It is popularly believed that the regulation of higher education if devolved to the provinces will lead to slackening of checks and balances in the universities. The devolution of educational governance of the country is hyped up as fragmentation of national standards of higher education. It is also assumed that a centralised system of command and control, with Higher Education Commission (HEC) under the direct administrative control of Prime Minister (PM), would ensure the transparent accountability in the higher education sector in Pakistan.

Debating the merits of these popular perceptions and experts’ assumptions will amount to rethinking what has been thought already by the Pakistani Parliament, as under the 18th Constitutional Amendment, the legislative subject of “education”, including higher education, has been devolved to the provinces. The current placement of federal HEC, under the control of PM, is in direct conflict with the constitutional provisions, which according to Article 154, lies under the supervision and control of the Council of Common Interest (CCI). Therefore, the HEC Ordinance 2002 requires fundamental revisions as more than two dozen of its functions conflict directly with the provisions of the Post-18th Amendment Constitution, which has already been identified by Implementation Commission headed by Senator Raza Rabbani.

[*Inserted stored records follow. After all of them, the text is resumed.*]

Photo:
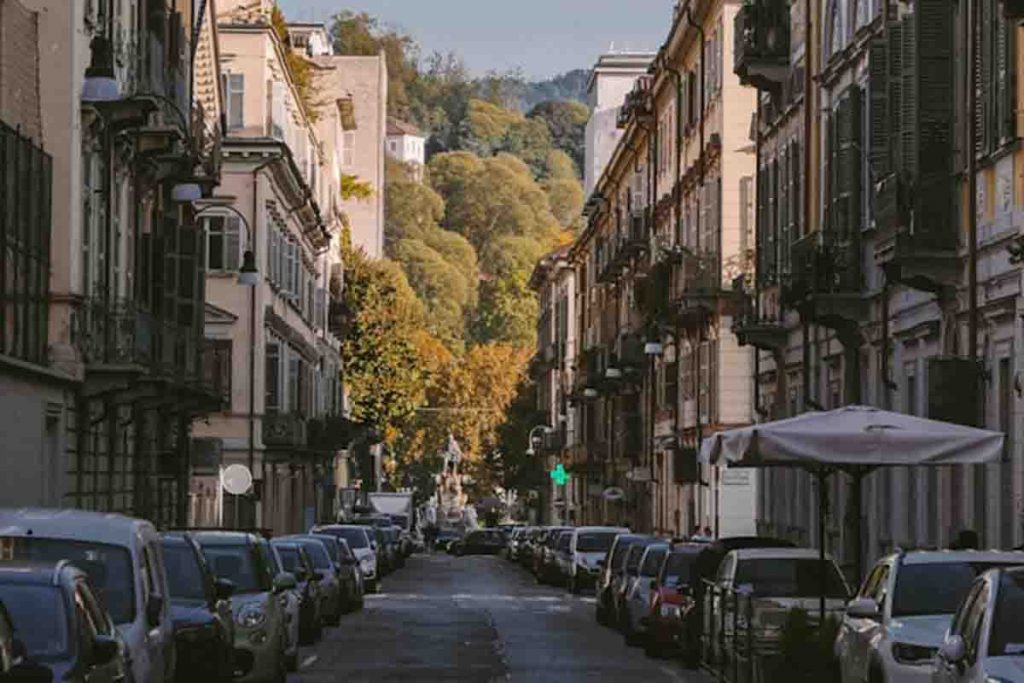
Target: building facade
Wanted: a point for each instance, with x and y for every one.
(887, 275)
(103, 288)
(273, 230)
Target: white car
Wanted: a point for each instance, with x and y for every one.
(893, 628)
(638, 596)
(587, 549)
(985, 640)
(125, 561)
(360, 543)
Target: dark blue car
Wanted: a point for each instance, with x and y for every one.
(61, 630)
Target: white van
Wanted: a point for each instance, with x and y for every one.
(125, 563)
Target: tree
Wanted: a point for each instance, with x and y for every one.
(566, 121)
(380, 358)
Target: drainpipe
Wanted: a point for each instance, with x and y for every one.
(700, 166)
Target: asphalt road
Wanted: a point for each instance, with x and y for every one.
(477, 619)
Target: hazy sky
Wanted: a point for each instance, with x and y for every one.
(543, 37)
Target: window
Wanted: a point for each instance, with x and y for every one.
(348, 150)
(235, 87)
(223, 244)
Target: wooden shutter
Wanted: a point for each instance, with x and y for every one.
(878, 116)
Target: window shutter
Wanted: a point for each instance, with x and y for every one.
(878, 116)
(232, 244)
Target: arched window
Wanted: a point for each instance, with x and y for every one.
(223, 243)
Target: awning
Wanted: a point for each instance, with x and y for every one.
(854, 437)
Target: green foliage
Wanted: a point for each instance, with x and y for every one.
(566, 123)
(381, 361)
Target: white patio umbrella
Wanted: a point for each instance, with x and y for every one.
(855, 439)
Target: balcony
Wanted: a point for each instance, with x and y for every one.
(285, 430)
(762, 43)
(825, 286)
(639, 104)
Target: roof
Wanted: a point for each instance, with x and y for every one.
(777, 553)
(398, 127)
(72, 524)
(942, 556)
(34, 571)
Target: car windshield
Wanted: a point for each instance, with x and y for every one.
(652, 561)
(790, 577)
(934, 588)
(184, 577)
(110, 568)
(595, 542)
(40, 619)
(317, 553)
(240, 563)
(678, 569)
(289, 558)
(1007, 637)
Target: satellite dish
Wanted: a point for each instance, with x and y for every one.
(612, 494)
(237, 479)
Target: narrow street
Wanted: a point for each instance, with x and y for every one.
(477, 619)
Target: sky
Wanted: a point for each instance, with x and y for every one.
(542, 37)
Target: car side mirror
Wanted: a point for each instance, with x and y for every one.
(154, 610)
(104, 648)
(862, 608)
(285, 582)
(953, 649)
(223, 589)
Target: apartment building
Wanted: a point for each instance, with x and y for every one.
(553, 371)
(659, 267)
(273, 230)
(101, 370)
(886, 275)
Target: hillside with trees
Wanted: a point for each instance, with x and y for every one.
(442, 330)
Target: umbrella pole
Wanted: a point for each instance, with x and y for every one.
(822, 510)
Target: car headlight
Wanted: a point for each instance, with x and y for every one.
(912, 654)
(250, 616)
(670, 611)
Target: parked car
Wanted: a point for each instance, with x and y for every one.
(123, 558)
(631, 570)
(480, 542)
(260, 626)
(359, 543)
(669, 630)
(588, 548)
(611, 569)
(332, 604)
(201, 610)
(306, 624)
(60, 629)
(777, 581)
(985, 639)
(894, 627)
(638, 596)
(445, 537)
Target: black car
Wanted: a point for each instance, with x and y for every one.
(62, 630)
(295, 559)
(201, 610)
(480, 542)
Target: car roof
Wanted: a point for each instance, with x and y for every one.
(37, 572)
(943, 556)
(104, 527)
(224, 538)
(777, 553)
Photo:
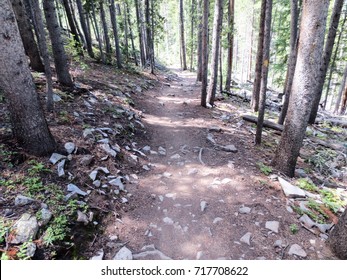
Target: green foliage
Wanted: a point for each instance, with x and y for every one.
(267, 170)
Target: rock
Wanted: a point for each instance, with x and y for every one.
(307, 221)
(55, 158)
(108, 150)
(246, 238)
(123, 254)
(22, 200)
(217, 220)
(70, 147)
(297, 250)
(229, 148)
(24, 230)
(45, 217)
(61, 171)
(290, 190)
(245, 210)
(74, 189)
(272, 225)
(99, 255)
(118, 183)
(82, 217)
(203, 205)
(86, 160)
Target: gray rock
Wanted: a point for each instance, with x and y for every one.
(99, 255)
(60, 168)
(272, 225)
(25, 229)
(123, 254)
(246, 238)
(297, 250)
(46, 216)
(56, 157)
(70, 147)
(86, 160)
(22, 200)
(108, 150)
(229, 148)
(245, 210)
(290, 190)
(74, 189)
(307, 221)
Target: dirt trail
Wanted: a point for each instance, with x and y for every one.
(188, 205)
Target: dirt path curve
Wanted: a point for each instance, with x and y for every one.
(208, 207)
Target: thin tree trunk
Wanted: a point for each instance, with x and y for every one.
(217, 22)
(259, 60)
(264, 71)
(334, 23)
(294, 11)
(29, 126)
(231, 10)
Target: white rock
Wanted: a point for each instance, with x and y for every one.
(123, 254)
(297, 250)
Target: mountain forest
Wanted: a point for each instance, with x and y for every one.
(172, 130)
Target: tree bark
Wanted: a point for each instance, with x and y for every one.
(294, 11)
(27, 36)
(264, 71)
(259, 60)
(231, 12)
(29, 126)
(204, 52)
(310, 50)
(217, 22)
(334, 23)
(60, 59)
(182, 39)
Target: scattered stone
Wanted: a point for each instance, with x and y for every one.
(123, 254)
(246, 238)
(203, 205)
(70, 147)
(82, 217)
(55, 158)
(272, 225)
(61, 171)
(74, 189)
(229, 148)
(99, 255)
(22, 200)
(290, 190)
(86, 160)
(245, 210)
(297, 250)
(24, 230)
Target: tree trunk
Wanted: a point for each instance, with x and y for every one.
(115, 34)
(85, 29)
(338, 237)
(259, 60)
(294, 11)
(264, 71)
(182, 39)
(27, 36)
(41, 38)
(204, 52)
(60, 59)
(231, 11)
(310, 50)
(217, 22)
(334, 23)
(29, 126)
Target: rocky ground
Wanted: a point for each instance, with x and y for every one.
(144, 172)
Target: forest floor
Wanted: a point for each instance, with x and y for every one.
(171, 179)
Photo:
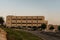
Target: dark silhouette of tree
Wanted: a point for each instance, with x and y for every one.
(59, 28)
(43, 26)
(1, 21)
(51, 28)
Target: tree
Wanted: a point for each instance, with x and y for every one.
(1, 21)
(51, 28)
(43, 26)
(59, 28)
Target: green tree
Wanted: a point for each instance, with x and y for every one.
(43, 26)
(51, 28)
(1, 21)
(59, 28)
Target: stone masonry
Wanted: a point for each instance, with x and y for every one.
(2, 34)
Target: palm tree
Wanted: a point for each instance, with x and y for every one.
(1, 21)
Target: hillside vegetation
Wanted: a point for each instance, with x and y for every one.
(20, 35)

It is a common misperception that Supreme Court (SC) in 2011 has declared higher education as a federal subject, as it stopped the “devolution” of HEC. Neither the Supreme Court made any such judgment, which would fly in the face of the 18th constitutional amendment, nor the Federal Government (FG) ever notified the devolution of HEC. In fact, to tame the HEC, the functions of HEC were distributed among five federal ministries through a notification by FG. The SC rightly struck down the notification, which violated the autonomy of a federal institution, created under a federal legislation.

However, the confusion continues to prevail among the stakeholders of higher education sector leading to the tug of war between the FG and Provincial governments, spilling over appointment of Vice Chancellors and other matters, which are landing in the law courts.

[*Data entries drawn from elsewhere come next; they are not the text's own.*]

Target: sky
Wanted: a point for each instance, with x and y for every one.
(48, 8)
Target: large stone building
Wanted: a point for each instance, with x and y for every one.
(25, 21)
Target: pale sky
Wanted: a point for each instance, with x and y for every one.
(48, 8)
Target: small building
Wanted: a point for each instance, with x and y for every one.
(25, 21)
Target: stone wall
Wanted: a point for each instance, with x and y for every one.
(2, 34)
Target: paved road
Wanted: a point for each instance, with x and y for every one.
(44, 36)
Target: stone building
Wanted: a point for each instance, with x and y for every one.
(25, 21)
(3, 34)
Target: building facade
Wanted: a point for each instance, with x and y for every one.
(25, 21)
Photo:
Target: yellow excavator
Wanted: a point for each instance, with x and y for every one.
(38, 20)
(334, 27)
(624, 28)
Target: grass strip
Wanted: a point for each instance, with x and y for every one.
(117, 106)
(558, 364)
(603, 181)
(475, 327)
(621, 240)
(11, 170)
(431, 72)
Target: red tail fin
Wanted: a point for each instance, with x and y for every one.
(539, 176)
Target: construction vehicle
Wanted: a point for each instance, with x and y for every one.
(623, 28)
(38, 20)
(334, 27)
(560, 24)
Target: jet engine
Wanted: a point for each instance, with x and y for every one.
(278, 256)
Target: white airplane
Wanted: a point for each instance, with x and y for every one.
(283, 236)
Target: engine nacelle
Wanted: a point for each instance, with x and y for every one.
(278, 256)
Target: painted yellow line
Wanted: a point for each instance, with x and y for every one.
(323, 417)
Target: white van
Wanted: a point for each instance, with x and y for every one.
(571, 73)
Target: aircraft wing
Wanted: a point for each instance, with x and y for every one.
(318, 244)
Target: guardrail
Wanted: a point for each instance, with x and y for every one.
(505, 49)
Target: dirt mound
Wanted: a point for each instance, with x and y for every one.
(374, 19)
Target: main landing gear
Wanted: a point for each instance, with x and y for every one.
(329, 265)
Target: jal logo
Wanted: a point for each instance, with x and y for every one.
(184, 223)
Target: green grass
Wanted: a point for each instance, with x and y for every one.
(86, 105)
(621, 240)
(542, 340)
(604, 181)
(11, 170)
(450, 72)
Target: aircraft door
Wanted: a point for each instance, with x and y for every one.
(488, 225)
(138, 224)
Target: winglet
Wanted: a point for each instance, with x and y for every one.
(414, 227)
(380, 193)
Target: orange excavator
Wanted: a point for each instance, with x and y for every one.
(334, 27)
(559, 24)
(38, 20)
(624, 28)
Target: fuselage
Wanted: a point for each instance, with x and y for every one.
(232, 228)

While declaring the appointments of Vice Chancellors of universities in Punjab by the Punjab Government (PG) as legal, and rejecting the federal HEC’s stance, the Lahore High Court (LHC) in April 2017, declared that the provinces are fully empowered to develop standards in higher education institutions, which could be higher but not lower than the standards at federal levels. The LHC judgment clearly established the rules for educational governance of the country in the era of post 18th Amendment, whereas, the federal government can continue to establish a broad framework for educational reforms, but allowed the provincial governments to implement and extend the framework of reforms for the better.

Another landmark feature of the LHC judgment which should clarify the overlapping jurisdiction of higher education is that federal HEC would work under the supervision of Council of Common Interest (CCI), headed by Prime Minster and any future policies or regulations prepared by HEC would be routed through the CCI and would be legally binding if approved by CCI. This clarifies the future path for federal HEC to follow.

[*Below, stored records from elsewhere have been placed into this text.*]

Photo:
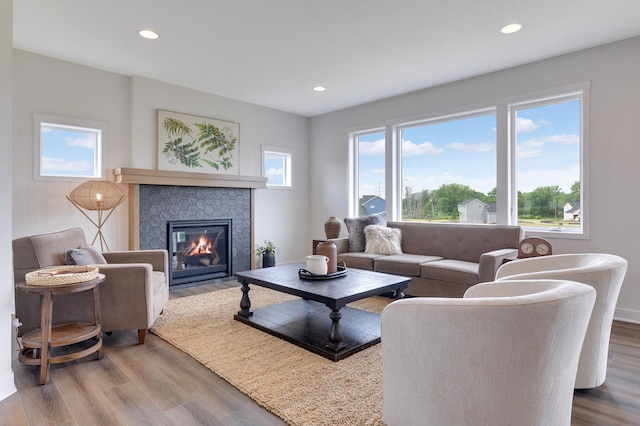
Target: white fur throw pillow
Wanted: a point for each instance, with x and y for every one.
(382, 240)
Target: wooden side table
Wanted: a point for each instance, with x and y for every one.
(52, 336)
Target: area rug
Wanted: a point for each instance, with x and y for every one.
(296, 385)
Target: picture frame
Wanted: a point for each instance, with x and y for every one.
(191, 143)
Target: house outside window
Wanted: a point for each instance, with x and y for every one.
(520, 161)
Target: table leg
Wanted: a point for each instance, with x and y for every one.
(46, 311)
(245, 303)
(335, 337)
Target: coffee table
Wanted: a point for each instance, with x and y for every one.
(334, 333)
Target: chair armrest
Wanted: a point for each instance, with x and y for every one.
(159, 259)
(342, 244)
(491, 261)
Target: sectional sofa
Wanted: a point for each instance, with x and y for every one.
(443, 260)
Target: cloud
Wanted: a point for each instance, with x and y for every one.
(525, 125)
(60, 164)
(375, 148)
(88, 141)
(410, 149)
(472, 147)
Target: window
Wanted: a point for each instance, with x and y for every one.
(548, 178)
(449, 169)
(67, 147)
(521, 160)
(370, 197)
(276, 166)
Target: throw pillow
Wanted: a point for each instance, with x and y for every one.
(382, 240)
(356, 225)
(87, 255)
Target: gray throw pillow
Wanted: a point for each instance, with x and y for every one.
(356, 225)
(87, 255)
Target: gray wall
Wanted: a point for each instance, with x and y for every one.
(615, 95)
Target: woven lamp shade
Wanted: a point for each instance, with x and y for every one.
(97, 195)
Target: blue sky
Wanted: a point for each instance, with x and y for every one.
(66, 152)
(464, 151)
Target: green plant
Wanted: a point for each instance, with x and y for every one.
(267, 248)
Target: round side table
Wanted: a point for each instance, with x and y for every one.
(39, 342)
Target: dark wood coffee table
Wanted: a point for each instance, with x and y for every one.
(336, 333)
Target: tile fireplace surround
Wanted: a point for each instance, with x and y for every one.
(157, 196)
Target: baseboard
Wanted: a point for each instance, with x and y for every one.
(627, 315)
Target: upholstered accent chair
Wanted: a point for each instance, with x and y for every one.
(134, 292)
(504, 354)
(605, 273)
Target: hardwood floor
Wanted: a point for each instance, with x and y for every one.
(158, 384)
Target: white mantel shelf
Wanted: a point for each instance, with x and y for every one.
(164, 177)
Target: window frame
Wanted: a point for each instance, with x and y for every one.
(40, 119)
(287, 165)
(506, 190)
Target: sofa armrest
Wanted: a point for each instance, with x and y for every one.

There is a long list of achievements of federal HEC, in promoting academic merit over the politics of power and patronage in the higher education sector, which should make all HEC chairmen and its staff proud of decades of their hard work.

Having controlled the financial matrix of hundreds of public and private universities in the country, federal HEC must remember, that now it time to move on and delegate more powers to the provinces. It is not possible to judge and administer according to the needs, of more than 180 universities with more than 100 nationwide campuses.

It is critically important to highlight the fact that SC never barred the provinces in creating their own HEC, as it is directly in accordance with the 18th Constitutional Amendment. As a matter of fact, the Punjab and Sindh established provincial HECs through the act of provincial assemblies in 2013 and 2014 respectively without being challenged in any of the law courts in the country.

The flames of the torch lit by federal HEC should be carried to all the provinces. Holding its place as equal among the federating units, federal HEC should work in cohort with its new saplings of the provincial HECs, to take up the functions that federal HEC has performed with diligence for more than a decade and to ensure that those functions are performed in accordance with the standards and regulations laid out by the federal HEC as well as in sync with the ground realities of the provincial planning and reforms of education. There is a dire need to adopt a bottom up approach to higher education as enshrined in the 18th Constitutional Amendment, where in the policies of education, from primary to higher, should be in line with the requirements and specific needs of the provinces.